New pics; Obviously not brushless, but perm mag. Small wires appear to be tacho


----------



## ken will (Dec 19, 2009)

Something like this will work. $40
http://electricscooterparts.com/hookup/SPD-24500B.htm


----------



## poprock (Apr 29, 2010)

Thank you Ken Will AKA Ken Did. ( Ken did the job). I will get the SPD 24500 R with the THR-90 foot throttle. The reverse switch is needed as this is for what is nicknamed a bush pig kart. My grandson culls feral pigs and goats on a property and the reverse will be handy. Would 4x T105 be too much for this controller to handle? Their weight of 120kg +90kg driver +70kg frame might be straining the load limit? Reduction is 7.5:1 with wheel dia. 1200mm (CIRCUMFERENCE; NOT DIAMETER )


----------



## ken will (Dec 19, 2009)

With gear reduction of 7.5 and circumference of 1200mm, the kart will move forward 1200/7.5=160mm for each revolution of the motor.
At 1000rpm the kart would move forward 160mm*1000=160 meters in 1 minute, or 160m*60=9600meters an hour, or 9.6 Kph.
5000 rpm would be 48 Kph if you are very aerodynamic!
If my math is right and a Kilometer is a Little less than a mile, I suggest a Gear reduction of 15 to 1 on the road and 30 to 1 in the dirt, more for steep uphills.

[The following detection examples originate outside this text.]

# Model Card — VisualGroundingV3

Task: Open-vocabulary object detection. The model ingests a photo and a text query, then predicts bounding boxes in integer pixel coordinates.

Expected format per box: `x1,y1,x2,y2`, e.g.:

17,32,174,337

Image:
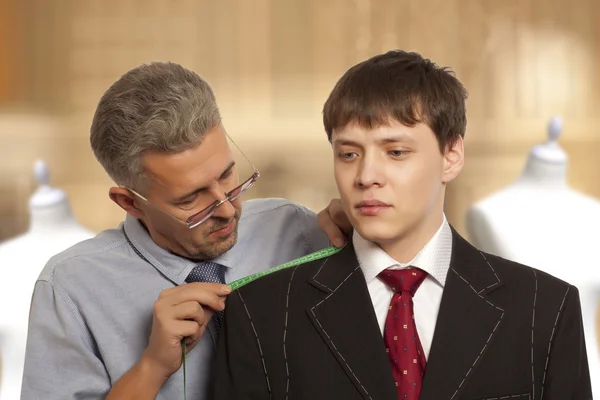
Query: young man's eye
340,152,357,160
390,150,406,157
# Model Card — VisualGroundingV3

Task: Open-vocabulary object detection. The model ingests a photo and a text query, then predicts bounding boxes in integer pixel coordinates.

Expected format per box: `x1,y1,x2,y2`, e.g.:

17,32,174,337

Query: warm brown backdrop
0,0,600,338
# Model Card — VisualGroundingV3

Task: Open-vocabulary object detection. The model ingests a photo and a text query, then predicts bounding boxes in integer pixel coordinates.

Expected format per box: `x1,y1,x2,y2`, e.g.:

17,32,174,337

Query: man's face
332,120,463,253
137,125,242,260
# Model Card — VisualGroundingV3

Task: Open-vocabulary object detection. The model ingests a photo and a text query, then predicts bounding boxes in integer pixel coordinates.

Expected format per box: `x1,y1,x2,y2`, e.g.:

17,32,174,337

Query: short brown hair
323,50,468,152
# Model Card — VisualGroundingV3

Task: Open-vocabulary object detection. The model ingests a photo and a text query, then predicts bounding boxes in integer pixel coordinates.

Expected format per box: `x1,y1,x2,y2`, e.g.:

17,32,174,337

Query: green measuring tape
181,246,344,400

I am not sure what you mean by, " 4x T105 "


----------



## poprock (Apr 29, 2010)

ken will said:


> With gear reduction of 7.5 and circumference of 1200mm, the kart will move forward 1200/7.5=160mm for each revolution of the motor.
> At 1000rpm the kart would move forward 160mm*1000=160 meters in 1 minute, or 160m*60=9600meters an hour, or 9.6 Kph.
> 5000 rpm would be 48 Kph if you are very aerodynamic!
> If my math is right and a Kilometer is a Little less than a mile, I suggest a Gear reduction of 15 to 1 on the road and 30 to 1 in the dirt, more for steep uphills.
> ...


T105 are trojan golf cart batteries 6v 105amps 30kg or 66lb ea. I had these in mind for distance. My in-head speed calculations came in at 19k @ 2000rpm(close). 1 mile is close to 1.6km. As the drive cog is plastic and 6 1/2 " diameter smaller wheels are not possible without a reduction lay shaft Thanks


----------



## ken will (Dec 19, 2009)

I say "Go for it!"

If I were building it, I would add a jack shaft to gear for more torque.

The batteries I use for my trike and trailer, ( total=450 lbs. ) are only 10 AH each and 48 Volts. the motor is about 500 Watts.
It is geared for 0-20 mph, and unless I pedal it starts out real slow.
https://skydrive.live.com/?cid=f242...25B103D3E9F&id=F242625B103D3E9F!211&sc=photos


----------



## poprock (Apr 29, 2010)

Up & running in the kart. Motor seems to be running hot with a plasticky smell It is a weatherproof motor sealed with O rings, so it is obviously not meant for full on power. Is it feasible to drill vent holes in the end plates ( see pics in previous post ) to allow air to circulate, or would a fan blowing on the casing suffice?


----------